Niceness rules the day at KGSB

Professors delivering carnations to colleagues…staff leaving smiley face cookies on co-workers' desks…students exchanging (Hershey's) kisses…

Is this any way to run a business school? It is on Random Acts of Kindness Day, which the Katz Graduate School of Business celebrated yesterday, Feb. 28.

Co-sponsoring the event were the school's staff quality circle team and the Graduate Women in Business, an MBA student organization at the Katz school. According to Katz school associate professor Audrey Murrell, who is adviser to the Graduate Women in Business, school personnel invented the holiday to boost morale at a stressful time.

While some Pitt faculty and students were daydreaming this week about the upcoming spring break, Katz students have been taking final exams, under the school's three-term academic schedule.

To de-stress themselves, faculty, staff and students made a point yesterday of performing small acts of kindness for one another.

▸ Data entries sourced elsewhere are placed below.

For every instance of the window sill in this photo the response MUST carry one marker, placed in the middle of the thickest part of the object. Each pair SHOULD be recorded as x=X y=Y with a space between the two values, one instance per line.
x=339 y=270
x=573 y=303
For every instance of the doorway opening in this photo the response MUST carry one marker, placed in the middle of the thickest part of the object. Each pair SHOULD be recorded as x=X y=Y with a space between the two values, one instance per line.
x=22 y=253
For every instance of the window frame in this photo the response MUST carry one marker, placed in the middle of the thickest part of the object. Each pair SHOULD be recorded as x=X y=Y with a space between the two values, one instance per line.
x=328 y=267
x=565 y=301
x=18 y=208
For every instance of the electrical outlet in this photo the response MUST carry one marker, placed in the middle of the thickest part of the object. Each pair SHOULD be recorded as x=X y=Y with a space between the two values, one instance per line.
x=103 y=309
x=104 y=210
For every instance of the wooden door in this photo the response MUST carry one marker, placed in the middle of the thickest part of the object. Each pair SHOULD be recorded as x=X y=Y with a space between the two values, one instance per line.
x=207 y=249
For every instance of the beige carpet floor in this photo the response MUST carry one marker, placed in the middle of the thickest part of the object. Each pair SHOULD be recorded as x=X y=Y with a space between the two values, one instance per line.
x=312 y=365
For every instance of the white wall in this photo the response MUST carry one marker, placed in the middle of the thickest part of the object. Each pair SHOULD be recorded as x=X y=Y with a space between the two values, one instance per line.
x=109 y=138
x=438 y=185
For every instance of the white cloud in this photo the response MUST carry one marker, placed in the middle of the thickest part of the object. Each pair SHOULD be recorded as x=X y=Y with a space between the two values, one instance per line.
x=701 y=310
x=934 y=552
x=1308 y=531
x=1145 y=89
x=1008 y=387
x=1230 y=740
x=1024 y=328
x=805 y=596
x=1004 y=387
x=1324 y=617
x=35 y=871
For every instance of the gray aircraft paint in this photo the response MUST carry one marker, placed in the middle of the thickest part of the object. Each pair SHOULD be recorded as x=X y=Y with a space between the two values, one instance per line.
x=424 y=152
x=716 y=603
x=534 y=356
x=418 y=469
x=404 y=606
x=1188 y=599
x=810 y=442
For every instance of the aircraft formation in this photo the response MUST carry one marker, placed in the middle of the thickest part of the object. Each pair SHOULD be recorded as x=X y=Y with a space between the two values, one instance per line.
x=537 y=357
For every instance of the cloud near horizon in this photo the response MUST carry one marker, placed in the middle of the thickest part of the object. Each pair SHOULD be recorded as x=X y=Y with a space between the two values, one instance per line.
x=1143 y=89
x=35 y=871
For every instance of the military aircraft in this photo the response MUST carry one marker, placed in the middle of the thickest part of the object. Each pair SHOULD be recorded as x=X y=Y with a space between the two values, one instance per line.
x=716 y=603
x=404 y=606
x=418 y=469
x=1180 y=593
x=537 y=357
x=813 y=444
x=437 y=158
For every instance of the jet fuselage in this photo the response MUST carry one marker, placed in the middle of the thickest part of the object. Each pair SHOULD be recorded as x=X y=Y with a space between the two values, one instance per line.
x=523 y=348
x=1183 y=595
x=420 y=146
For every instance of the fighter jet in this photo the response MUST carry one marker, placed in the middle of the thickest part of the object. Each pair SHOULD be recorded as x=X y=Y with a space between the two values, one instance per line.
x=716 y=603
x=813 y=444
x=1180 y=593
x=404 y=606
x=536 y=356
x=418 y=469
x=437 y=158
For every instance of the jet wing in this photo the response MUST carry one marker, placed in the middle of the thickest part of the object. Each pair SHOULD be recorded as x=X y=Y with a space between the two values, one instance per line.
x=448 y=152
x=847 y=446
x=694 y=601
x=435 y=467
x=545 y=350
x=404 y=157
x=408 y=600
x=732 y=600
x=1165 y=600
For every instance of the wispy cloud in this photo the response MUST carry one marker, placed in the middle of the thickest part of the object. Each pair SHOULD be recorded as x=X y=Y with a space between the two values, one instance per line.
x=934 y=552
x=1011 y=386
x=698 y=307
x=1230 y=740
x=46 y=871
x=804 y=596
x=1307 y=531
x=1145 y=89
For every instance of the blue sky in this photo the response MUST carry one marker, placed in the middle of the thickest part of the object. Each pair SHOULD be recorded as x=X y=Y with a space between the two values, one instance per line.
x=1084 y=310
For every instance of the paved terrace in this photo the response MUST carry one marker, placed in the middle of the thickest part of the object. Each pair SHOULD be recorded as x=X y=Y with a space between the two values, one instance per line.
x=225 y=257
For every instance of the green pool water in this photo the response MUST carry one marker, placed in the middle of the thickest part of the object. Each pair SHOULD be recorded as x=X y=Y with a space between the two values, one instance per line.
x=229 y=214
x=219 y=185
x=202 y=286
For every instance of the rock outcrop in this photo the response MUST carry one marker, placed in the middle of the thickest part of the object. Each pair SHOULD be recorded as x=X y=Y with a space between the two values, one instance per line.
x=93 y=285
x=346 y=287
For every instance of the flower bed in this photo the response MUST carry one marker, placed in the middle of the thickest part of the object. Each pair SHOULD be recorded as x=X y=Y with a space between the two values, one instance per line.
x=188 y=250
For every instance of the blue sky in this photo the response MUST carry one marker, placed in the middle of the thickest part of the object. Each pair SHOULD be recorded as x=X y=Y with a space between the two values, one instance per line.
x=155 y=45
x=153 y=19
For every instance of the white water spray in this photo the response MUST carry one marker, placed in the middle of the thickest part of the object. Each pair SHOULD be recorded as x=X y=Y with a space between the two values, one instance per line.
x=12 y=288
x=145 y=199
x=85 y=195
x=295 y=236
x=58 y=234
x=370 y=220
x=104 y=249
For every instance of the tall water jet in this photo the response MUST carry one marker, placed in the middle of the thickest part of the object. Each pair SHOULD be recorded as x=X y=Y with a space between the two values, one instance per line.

Murrell herself delivered carnations. Pat Szekeley, assistant to the MBA program director, handed out oranges from a crate in her office. ("That was a great idea," Murrell said, "considering how many people around here have come down with colds.") The Katz development office brought in a sheet cake that was fair game for any student, faculty or staff member who stopped by to nosh.

Other Katz personnel distributed $2 "Random Acts of Kindness Day Gift Certificates" redeemable at the Second Plate cafeteria in Mervis Hall. Many people taped complimentary notes on colleagues' doors, Murrell said. Others exchanged warm-and-fuzzy greetings electronically. For example, Professor Emeritus Robert Perloff sent the following e-mail message to his co-workers: "During the last few months many of you have been extraordinarily helpful and solicitous of me because of my tendonitis and use of a crutch, by holding doors open, helping me with packages, offering to help me across the street on the way to the parking lot, etc." The Katz school's new holiday earned a one-line notice in the Feb. 22 Wall Street Journal, and Murrell said she has received several calls from people in other Pitt schools, seeking information in the hope of holding their own celebrations of random kindness.

Murrell said it hasn't been determined whether the school will repeat Random Acts of Kindness Day. But as one Katz school employee wrote in an e-mail message, "I hope that the school doesn't wait until another designated day to display acts of kindness."